When I hit that first tweetup a little over two years ago, it was an amazing experience for someone who thrives off of the energy level in a room—I met dozens of new people, tried new places—it was a rush.
My calendar would fill with more and more of these events, like HoHoTO shortly afterwards—one of the craziest parties I’d hit up in a while; TwestivalTO and DefineTO which merged dancing, drinking and competitive karaoke; or even the upcoming Bloggers in Sin City, an unconference specifically for bloggers which I wouldn’t have considered investing in during those earlier days.
Twitter’s very likely been one of the last steps in my transition to becoming a complete adult from the big kid I’ve always been.
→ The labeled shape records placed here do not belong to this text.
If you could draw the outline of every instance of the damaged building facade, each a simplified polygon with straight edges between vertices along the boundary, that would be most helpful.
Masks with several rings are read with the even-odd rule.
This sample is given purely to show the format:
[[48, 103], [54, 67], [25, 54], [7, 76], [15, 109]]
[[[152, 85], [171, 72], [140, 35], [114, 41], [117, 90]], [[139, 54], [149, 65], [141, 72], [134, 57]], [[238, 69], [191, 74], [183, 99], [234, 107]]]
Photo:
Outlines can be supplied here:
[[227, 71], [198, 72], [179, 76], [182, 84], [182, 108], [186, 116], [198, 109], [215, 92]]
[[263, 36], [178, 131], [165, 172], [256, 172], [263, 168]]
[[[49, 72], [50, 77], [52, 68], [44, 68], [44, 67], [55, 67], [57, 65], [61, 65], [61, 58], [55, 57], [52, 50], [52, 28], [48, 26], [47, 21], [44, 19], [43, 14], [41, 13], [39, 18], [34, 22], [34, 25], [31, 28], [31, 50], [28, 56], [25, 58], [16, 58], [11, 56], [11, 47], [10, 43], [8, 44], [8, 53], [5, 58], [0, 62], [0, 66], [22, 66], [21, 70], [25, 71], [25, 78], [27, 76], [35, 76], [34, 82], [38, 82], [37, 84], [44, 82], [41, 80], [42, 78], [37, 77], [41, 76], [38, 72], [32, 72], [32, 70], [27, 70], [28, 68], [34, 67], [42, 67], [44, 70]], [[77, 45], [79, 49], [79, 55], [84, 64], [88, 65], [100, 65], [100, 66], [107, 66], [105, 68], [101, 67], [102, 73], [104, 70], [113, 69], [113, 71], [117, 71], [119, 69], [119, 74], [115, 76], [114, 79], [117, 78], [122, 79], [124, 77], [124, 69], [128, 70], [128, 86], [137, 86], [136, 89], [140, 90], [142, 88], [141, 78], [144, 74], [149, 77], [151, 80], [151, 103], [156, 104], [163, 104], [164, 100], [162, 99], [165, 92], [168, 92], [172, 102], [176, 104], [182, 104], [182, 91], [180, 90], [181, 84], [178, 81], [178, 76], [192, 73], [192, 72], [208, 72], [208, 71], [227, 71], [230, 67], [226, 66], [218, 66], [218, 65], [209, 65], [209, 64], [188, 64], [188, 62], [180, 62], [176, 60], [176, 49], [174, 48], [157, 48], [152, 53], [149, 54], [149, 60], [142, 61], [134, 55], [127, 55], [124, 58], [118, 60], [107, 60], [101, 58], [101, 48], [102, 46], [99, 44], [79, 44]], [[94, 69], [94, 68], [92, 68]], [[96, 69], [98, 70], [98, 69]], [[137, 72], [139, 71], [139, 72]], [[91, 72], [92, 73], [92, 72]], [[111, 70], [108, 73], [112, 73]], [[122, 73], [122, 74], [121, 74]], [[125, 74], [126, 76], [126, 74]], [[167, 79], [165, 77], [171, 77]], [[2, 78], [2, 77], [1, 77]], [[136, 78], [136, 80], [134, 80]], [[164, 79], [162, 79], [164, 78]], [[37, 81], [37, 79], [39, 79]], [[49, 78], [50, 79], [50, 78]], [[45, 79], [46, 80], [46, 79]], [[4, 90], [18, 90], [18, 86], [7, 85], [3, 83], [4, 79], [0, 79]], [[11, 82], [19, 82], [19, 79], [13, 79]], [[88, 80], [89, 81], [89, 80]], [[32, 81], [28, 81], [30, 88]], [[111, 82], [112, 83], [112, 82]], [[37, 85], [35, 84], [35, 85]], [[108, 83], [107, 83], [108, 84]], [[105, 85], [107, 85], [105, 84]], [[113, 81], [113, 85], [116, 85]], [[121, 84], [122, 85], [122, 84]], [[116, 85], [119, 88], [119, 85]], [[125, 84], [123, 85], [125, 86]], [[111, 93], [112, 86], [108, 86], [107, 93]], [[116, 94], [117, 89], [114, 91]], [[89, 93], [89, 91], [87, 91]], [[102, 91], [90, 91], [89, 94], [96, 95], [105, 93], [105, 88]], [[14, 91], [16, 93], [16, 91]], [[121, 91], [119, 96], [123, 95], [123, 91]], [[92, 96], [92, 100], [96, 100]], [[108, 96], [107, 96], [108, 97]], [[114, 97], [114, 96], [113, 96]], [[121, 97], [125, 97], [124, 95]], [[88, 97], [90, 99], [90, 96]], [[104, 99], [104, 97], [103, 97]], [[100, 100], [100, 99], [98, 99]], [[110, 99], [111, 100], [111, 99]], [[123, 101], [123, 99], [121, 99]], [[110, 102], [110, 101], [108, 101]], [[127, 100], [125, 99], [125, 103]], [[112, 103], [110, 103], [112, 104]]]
I’ve held jobs pretty steadily for the last 15 years, but never in any of them did I have to work on being a brand. I was given tasks and I did them—but that’s a heck of a lot simpler than doing things while trying to stand out from a crowd. Or trying to develop your own personal signature or way of doing things. Working a job and trying to do things for a boss is simple cause and effect—but social media sees a lot of effort going toward cause… but without the effects being as obvious when you fire things out into the ether, it’s not the same at all.
The Art of Selling Out
Back in the early days of my social media journey, there were others I looked up to with what was almost a reverence, wondering how they managed to make a name for themselves. The Zaighams, the Jos, the Craigs and the Casies of the world—the people I saw out there with thousands of followers; everyone knew their names, and they just seemed to exist on an entirely different level.
The years go by, though, and you see that everyone else is just as human as you are. Everyone else might have some idea of what they’re doing, but they’re not working any less than you are. They’re not any luckier than you are. Oftentimes, that person you’re envying is probably who you could be if you were willing to put the years of work, network building and sheer effort needed to get there.
I’ve learned that nothing comes easy, but in that quest for the best, you can lose sight of who you are. Of what you’re supposed to do. Of why you’re doing it.
So, social media, my eyes are open and I’m awake for the first time in a good while. There’s a lot I need to do, but you know what?
I have all the time in the world to get it done.